Au cours de la récente période de bonne conjoncture économique, le gouvernement d’Henry Puna a pensé à placer 56,7 millions de dollars néo-zélandais dans un fonds de réserve d’urgence à utiliser pendant les périodes de ralentissement ou pour se remettre des cyclones. Ces fonds ont aidé à payer les mesures de relance.
Pa Napa, directeur du complexe touristique Kiikii Inn & Suites, situé sur Rarotonga, la plus grande des 15 îles Cook, a expliqué que le pays pourrait être confronté à quelque chose de plus destructeur qu’une catastrophe naturelle. « Avec un cyclone, une fois qu’il est passé, vous nettoyez, vous vous remettez au travail et vous vous déplacez. Avec cette pandémie, cela fait des semaines et des semaines sans rien. »
Nouvelle-Zélande
La Nouvelle-Zélande vient de lever toutes les restrictions lié au coronavirus. La nation est exempte de virus, ont annoncé les autorités de ce pays.
En vertu de nouvelles règles, la distance sociale n’est plus requise et il n’y a pas de limites aux rassemblements publics. Toutefois, les frontières restent fermées aux étrangers.
Le pays n’a plus signalé aucun nouveau cas de covid-19 depuis plus de deux semaines.
« Bien que nous soyons dans une position plus sûre et plus forte, le chemin pour revenir à la vie d’avant le coronavirus n’est pas facile, mais la détermination et l’attention que nous avons accordées à notre réponse en matière de santé seront désormais investies dans notre reconstruction économique », a déclaré la Première ministre Jacinda Ardern.
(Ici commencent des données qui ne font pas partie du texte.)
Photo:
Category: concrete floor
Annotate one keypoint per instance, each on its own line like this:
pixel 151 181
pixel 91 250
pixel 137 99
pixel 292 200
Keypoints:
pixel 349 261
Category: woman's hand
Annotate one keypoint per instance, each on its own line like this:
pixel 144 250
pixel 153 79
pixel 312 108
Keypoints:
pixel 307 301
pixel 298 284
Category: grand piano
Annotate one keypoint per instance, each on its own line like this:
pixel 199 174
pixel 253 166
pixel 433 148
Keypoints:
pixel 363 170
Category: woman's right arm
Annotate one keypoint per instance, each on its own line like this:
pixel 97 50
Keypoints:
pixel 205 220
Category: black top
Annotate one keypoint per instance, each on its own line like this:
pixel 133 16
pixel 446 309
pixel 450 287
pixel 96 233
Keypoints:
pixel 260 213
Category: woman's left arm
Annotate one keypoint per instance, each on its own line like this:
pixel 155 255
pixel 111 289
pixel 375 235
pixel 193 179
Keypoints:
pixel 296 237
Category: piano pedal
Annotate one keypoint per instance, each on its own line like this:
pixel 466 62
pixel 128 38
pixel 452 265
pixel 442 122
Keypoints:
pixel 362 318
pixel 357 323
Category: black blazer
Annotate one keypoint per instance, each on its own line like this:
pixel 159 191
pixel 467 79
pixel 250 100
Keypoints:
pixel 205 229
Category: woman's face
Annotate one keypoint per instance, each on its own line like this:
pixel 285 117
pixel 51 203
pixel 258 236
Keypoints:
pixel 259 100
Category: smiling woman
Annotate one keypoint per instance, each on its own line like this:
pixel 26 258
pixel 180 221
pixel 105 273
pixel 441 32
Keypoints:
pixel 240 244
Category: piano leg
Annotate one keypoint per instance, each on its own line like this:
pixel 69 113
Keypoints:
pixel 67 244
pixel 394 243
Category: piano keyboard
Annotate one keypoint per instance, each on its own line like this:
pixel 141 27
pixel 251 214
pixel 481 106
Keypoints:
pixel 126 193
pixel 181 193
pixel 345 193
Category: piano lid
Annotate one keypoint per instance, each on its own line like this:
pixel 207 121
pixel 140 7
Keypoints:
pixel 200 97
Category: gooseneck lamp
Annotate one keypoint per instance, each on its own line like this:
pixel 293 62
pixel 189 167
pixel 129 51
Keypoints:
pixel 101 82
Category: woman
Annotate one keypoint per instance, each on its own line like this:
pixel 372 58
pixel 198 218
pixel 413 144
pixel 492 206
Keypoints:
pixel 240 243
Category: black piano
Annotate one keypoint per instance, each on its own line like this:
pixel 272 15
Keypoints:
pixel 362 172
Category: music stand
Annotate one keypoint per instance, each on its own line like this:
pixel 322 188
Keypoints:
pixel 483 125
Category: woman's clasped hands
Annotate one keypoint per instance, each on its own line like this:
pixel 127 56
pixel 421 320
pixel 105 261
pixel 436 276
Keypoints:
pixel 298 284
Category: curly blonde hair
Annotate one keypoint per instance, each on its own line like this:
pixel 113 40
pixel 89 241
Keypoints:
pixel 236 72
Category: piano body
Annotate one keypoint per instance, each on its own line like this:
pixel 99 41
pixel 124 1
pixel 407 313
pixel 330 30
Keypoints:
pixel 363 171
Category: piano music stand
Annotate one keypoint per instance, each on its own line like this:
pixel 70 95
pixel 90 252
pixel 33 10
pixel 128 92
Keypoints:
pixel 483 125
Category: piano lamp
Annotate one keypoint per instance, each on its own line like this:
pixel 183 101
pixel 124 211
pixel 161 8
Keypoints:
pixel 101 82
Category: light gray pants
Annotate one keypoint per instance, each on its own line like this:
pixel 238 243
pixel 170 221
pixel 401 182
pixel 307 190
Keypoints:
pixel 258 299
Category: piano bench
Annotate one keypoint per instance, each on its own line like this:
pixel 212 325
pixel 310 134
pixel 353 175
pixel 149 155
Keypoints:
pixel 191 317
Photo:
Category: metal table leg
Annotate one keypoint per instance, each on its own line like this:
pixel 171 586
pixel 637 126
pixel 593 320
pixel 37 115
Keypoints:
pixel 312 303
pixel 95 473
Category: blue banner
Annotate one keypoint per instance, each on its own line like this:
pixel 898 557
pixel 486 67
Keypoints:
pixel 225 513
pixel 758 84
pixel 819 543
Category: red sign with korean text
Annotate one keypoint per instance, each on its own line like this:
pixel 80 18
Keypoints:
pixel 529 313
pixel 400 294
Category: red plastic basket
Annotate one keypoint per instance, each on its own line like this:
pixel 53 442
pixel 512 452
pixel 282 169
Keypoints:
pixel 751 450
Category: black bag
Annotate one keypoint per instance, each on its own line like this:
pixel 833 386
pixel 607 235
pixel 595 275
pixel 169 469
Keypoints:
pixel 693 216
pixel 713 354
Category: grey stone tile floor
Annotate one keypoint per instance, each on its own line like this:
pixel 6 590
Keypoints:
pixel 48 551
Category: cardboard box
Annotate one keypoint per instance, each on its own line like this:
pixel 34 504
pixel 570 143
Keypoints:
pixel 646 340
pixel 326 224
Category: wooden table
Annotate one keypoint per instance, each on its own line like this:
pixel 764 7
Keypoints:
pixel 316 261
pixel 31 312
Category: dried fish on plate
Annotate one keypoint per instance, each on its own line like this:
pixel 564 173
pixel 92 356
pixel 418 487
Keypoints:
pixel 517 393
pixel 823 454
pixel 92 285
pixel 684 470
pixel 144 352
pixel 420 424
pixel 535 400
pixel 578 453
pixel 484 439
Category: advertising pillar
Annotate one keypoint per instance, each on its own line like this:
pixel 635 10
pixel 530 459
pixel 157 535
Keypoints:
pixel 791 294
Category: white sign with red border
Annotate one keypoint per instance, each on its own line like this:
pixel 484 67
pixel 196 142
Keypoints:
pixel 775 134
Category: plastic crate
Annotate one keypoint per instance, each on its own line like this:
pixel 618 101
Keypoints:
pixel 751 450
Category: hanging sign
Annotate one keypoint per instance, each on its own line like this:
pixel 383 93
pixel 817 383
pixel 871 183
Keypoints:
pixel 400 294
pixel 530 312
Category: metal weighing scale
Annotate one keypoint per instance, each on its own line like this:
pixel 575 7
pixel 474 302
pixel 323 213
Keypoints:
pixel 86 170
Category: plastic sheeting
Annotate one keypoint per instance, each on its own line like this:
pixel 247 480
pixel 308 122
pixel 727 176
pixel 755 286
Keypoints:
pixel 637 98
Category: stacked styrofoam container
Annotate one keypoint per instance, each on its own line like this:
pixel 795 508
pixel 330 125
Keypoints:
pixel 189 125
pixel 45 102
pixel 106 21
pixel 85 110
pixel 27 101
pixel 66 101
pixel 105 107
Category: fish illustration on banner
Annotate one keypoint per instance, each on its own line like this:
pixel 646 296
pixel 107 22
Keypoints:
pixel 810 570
Dorénavant, toutes les écoles et tous les lieux de travail du pays peuvent rouvrir. Les mariages, les funérailles et les transports publics peuvent reprendre sans aucune restriction. La distanciation sociale n’est plus nécessaire mais restera cependant encouragée.
Les frontières du pays restent fermées aux voyageurs étrangers et les Néo-Zélandais arrivant de l’étranger sont encore obligés à respecter une période d’isolement ou de confinement de 14 jours.